A beneficiary will be presently entitled if:

    (a) the beneficiary has an indefeasible, absolutely vested, beneficial interest in possession in trust law income; and

    (b) the beneficiary has a present legal right to demand and receive payment of the trust law income (or would but for a legal disability), whether or not the precise entitlement can be ascertained before the end of the year of income and whether or not the Trustee has the funds available for immediate payment.

In a discretionary trust it is not possible for a beneficiary to be presently entitled until the trustee makes a resolution as to which beneficiaries, if any, will receive a distribution from the trust.

3. Calculate taxable income and the tax loss for the income year

As a notional loss of one period cannot be offset against the notional taxable income of another period, you can potentially have both a taxable income and a tax loss for the same income year.

The taxable income for the year of change is worked out by adding up: (a) each notional taxable income; and (b) any full -year amounts (that is, amounts of assessable income not taken into account at Step 2), then subtracting any full-year deductions (that is, deductions not taken into account at Step 2). A notional loss is not taken into account when calculating taxable income, but counts towards the company's tax loss.

A company's tax loss for the loss year is the total of each notional loss and excess full-year deductions of particular kinds.

4. Carry forward any tax loss for the income year

You can carry forward any notional loss and offset it against net assessable income in a future income year, provided it then satisfies the COT and control test or, failing that, the SBT. As mentioned previously, regard should be had in the future income year to section 165-20 of the ITAA 1997 which may allow a deduction for a loss or part of a loss that was incurred during the period after the change in ownership.

Treatment of taxable income

You cannot offset any taxable income derived in the period before or after the change in ownership against any current year tax loss, or prior-year tax loss. You cannot offset any prior-year losses against current year taxable income because the usual test requirements have not been met.

Treatment of a tax loss

A tax loss incurred in the period before the change in ownership cannot be utilised in a later income year.

A tax loss incurred in the period after the change in ownership may be carried forward and utilised in a later income tax year, provided the usual test requirements as modified by section 165-20 of the ITAA 1997 are then met.

For those expenses that are spread over a number of income years (for example depreciation costs) these are to be allocated on a proportional basis across the periods.

Current situation

In this case, the company does not satisfy the continuity of ownership test or the same business test.

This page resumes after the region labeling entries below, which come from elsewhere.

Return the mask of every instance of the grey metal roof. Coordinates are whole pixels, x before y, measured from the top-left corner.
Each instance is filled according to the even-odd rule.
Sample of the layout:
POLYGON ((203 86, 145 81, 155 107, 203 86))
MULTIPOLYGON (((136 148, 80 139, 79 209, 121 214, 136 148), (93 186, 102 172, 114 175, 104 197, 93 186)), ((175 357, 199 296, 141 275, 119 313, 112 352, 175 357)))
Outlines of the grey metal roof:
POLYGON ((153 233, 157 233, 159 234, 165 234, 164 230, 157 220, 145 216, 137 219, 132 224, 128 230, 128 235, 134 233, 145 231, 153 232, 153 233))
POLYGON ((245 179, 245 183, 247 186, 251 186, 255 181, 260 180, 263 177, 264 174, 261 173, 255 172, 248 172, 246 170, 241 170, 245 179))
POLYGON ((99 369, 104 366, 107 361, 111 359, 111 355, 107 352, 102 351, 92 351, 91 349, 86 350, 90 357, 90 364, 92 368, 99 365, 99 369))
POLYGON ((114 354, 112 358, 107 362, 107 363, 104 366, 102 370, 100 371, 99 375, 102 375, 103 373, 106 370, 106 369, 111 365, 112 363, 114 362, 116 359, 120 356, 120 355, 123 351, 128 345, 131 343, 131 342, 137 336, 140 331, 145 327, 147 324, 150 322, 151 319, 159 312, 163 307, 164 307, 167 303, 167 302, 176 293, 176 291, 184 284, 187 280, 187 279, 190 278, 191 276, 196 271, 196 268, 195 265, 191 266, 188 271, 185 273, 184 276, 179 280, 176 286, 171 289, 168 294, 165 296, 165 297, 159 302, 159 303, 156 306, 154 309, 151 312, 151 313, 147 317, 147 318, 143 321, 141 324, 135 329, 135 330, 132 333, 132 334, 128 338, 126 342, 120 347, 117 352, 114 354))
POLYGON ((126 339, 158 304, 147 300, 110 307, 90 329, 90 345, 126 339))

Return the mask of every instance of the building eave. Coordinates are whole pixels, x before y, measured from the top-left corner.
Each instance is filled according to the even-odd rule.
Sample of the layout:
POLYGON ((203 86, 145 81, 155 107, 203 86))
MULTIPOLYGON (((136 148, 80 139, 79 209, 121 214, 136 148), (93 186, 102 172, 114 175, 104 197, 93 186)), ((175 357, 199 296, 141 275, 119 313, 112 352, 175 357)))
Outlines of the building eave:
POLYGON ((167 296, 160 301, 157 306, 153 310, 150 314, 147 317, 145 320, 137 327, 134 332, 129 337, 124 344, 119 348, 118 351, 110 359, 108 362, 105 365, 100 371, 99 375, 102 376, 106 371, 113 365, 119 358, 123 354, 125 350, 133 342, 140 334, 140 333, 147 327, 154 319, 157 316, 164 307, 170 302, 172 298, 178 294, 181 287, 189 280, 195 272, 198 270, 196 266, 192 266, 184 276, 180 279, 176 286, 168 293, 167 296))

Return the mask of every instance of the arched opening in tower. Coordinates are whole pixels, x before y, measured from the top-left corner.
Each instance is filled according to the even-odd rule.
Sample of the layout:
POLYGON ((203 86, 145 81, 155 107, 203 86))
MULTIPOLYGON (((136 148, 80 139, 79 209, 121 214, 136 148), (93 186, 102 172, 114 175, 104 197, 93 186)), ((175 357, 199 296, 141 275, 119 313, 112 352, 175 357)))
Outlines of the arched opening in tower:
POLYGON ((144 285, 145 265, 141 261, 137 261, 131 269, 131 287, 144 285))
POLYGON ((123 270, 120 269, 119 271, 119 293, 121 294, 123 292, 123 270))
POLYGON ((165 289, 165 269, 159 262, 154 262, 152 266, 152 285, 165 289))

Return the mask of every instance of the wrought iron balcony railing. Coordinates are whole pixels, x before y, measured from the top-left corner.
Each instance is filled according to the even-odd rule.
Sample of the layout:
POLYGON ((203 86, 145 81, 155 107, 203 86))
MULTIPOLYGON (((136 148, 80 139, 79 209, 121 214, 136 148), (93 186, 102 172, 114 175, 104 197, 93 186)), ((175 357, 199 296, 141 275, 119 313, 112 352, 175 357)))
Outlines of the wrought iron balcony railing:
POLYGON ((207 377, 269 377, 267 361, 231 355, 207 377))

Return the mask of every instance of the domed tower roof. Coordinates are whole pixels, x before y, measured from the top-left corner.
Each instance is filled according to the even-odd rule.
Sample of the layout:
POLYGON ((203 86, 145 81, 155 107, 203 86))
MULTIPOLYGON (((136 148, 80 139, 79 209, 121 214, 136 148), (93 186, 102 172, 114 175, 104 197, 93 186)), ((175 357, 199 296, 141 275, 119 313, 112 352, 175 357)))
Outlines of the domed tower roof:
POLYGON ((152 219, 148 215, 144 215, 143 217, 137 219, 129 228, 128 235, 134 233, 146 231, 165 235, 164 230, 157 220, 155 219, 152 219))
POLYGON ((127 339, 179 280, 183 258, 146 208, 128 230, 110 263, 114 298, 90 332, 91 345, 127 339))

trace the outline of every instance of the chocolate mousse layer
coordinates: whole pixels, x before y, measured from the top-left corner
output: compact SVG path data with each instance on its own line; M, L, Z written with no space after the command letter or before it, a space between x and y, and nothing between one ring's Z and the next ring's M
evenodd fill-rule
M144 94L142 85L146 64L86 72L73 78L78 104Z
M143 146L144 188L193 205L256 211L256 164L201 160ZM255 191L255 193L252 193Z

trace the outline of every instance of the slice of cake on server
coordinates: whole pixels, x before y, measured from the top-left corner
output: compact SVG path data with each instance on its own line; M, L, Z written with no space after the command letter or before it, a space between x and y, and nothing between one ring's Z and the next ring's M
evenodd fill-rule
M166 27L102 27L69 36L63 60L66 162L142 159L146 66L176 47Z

Therefore, the rules contained in subdivision 165-B of the ITAA 1997 apply.

In applying the rules of section 165-45 of the ITAA 1997, the company’s first period is from 1 July 2017 to XX/XX/2017 and the second period is from XX/XX/2017 to 30 June 2018.

In calculating the assessable income of the company it is not considered that trading income from Trust B can be reasonably attributed to the above two periods.

Although Trust B may have derived the income throughout the year, the company, as beneficiary of a discretionary trust cannot be said to have derived their distribution throughout the year. The company was not presently entitled to a trust distribution during the 2017-18 income year prior to the trustee of Trust B distributing income to the company at the end of the income year. Such a distribution is regarded as a full year amount.